The next few days he spent with Lavastine overseeing the harvest. It was usual for the lord to bend his own back to cut the first sheaf of grain in each field, for luck, and Alain did not mind the work. It reminded him of his childhood. But Lavastine never let him labor in this fashion for long; that was not a lord’s place.
The expedition was set for the feast day of Raduerial, the angel of song. By the time servants, attendants, and grooms assembled, Alain felt as if they were going on progress, not just a short way up into the hills. Tallia’s ladies chattered excitedly.
Lavastine observed their laughter and gossip with a shake the head. “I do believe,” he said to Alain, “that King Henry selected only those girls who were as empty-headed as possible. If they have brothers, I expect they think of nothing but hunting, hawking, and whoring.”
“Lady Hathumod is not like the others.”
“True. She’s a sober girl, but she came from Quedlinhame with Tallia. I suppose they rid themselves of her because of the heresy. She’s the only one who can pray for as many hours as can your wife.”
“Prayer to God is never wasted,
” retorted Alain, a little stung.
Lavastine whistled back Terror, who had gone to investigate a fresh pile of horse manure. “I am more inclined to believe that God values good works above prayer, but let us not argue this point, Son. Lady Tallia is generous to the poor. The king chose wisely when he picked these girls to serve his niece. Tallia will make no useful alliances here.”
Lavastine signaled to the grooms, and they set off. They followed a broad path through the fields and up into woodland heavily harvested by the villagers for firewood, small game, and herbs. In late summer the sun seemed to bleed until the air itself took on a golden sheen. Pigs scurried off into the brush. They flushed a covey of partridges, and the huntsmen ran off in pursuit. Alain had to whistle Steadfast back when she loped after them. The path branched, narrowed, and they climbed onto steeper slopes into old forest untouched by human hands. Tallia’s deacon entertained them with a story as they rode.
“‘At that time, the savage Bwrmen marched west on the rampage that eventually led them to the great city of Darre, then called Dariya.’”
“Didn’t the Bwrmen destroy Dariya?” asked Hathumod, who was inclined to ask questions.
“They did, indeed. Laid it waste, burned it, killed every male above the age of twelve, and made all the women and children their slaves. But the reign of Azaril the Cruel lasted only five years, for God’s mercy is great and Their justice swift.”
“But what about the visitation of the angel?” Tallia spoke quietly, but Alain was by now so sensitive to every twitch she made that he could hear her as clearly as if she rode beside him.
“Let me return to my story.” Cleric Rufino was as bald as an egg and had ruddy cheeks from working so many hours out in the sun supervising construction. “As they marched west toward Dariya, the Bwr army besieged a town called Korinthar. Now the people of Korinthar had been visited by St.
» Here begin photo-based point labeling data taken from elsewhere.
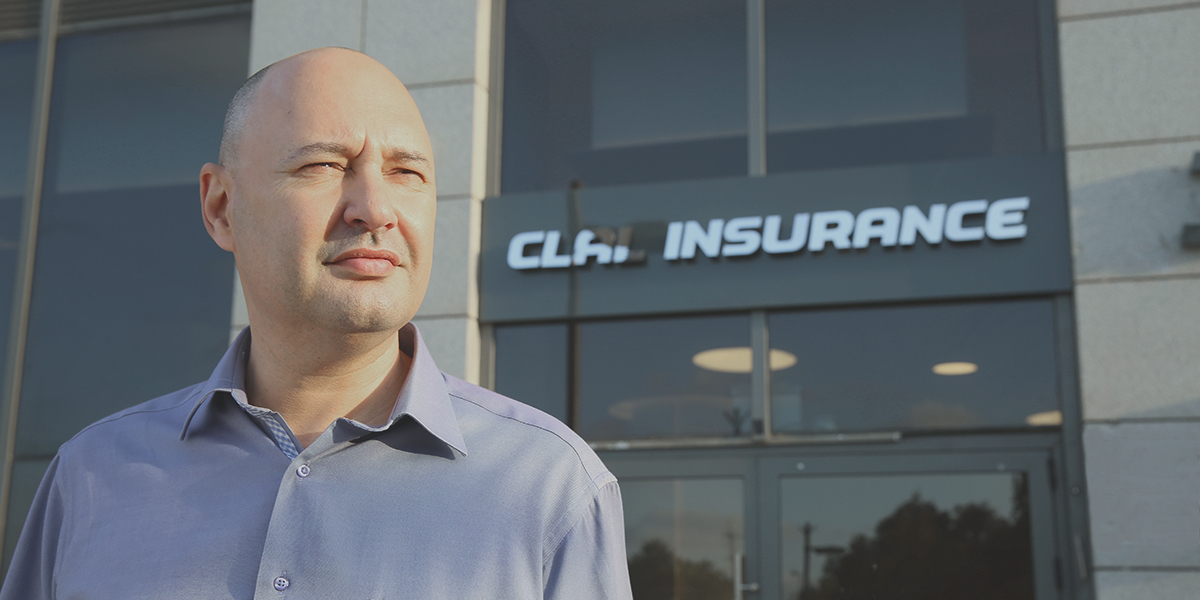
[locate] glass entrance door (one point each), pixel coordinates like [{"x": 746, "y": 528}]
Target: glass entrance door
[{"x": 792, "y": 525}]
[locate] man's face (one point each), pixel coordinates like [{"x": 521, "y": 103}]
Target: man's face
[{"x": 334, "y": 198}]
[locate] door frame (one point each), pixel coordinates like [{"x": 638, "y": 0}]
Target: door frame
[{"x": 761, "y": 466}]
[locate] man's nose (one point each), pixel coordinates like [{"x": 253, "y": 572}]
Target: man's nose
[{"x": 367, "y": 205}]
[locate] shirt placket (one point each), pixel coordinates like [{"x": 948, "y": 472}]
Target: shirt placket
[{"x": 286, "y": 567}]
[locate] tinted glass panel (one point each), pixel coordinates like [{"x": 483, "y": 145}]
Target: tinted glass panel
[
  {"x": 623, "y": 91},
  {"x": 532, "y": 364},
  {"x": 876, "y": 82},
  {"x": 683, "y": 537},
  {"x": 906, "y": 538},
  {"x": 27, "y": 475},
  {"x": 18, "y": 63},
  {"x": 915, "y": 367},
  {"x": 641, "y": 378},
  {"x": 131, "y": 298}
]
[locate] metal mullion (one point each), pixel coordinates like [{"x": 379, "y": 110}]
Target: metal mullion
[
  {"x": 23, "y": 283},
  {"x": 760, "y": 376},
  {"x": 756, "y": 88}
]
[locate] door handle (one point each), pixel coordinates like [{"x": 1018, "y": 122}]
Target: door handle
[{"x": 739, "y": 586}]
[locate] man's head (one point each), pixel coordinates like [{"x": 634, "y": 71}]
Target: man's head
[{"x": 325, "y": 195}]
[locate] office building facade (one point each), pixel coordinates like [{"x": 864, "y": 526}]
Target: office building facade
[{"x": 855, "y": 298}]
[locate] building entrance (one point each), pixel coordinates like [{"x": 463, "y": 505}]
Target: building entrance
[{"x": 843, "y": 522}]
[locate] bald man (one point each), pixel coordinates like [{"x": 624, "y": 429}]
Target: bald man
[{"x": 327, "y": 456}]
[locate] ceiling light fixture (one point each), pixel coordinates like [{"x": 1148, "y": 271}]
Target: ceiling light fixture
[
  {"x": 953, "y": 369},
  {"x": 1048, "y": 418},
  {"x": 739, "y": 360}
]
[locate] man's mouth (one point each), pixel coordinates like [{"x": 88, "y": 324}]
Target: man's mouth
[{"x": 366, "y": 261}]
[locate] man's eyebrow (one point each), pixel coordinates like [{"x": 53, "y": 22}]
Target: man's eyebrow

Sebastian Johannes of Eisenach in the course of his holy travels, but although he sang the mass most sweetly, the townsfolk had not heeded his preaching. Instead they mocked him, and when the Bwrmen approached, these same townsfolk thrust him outside the gates into the path of the Bwr scouts. In this way God granted St. Sebastian Johannes the glorious martyrdom he desired. Mean while, the people of Korinthar readied themselves for the final battle with the savage Bwrmen. Although they knew they would lose, they believed it better to die fighting than to beg for mercy from an enemy they hated. But the angel Raduerial visited the chamber of young St. Sonja, who alone in that town had heeded the preaching of St. Sebastian Johannes. The angel blessed her with the gift of song.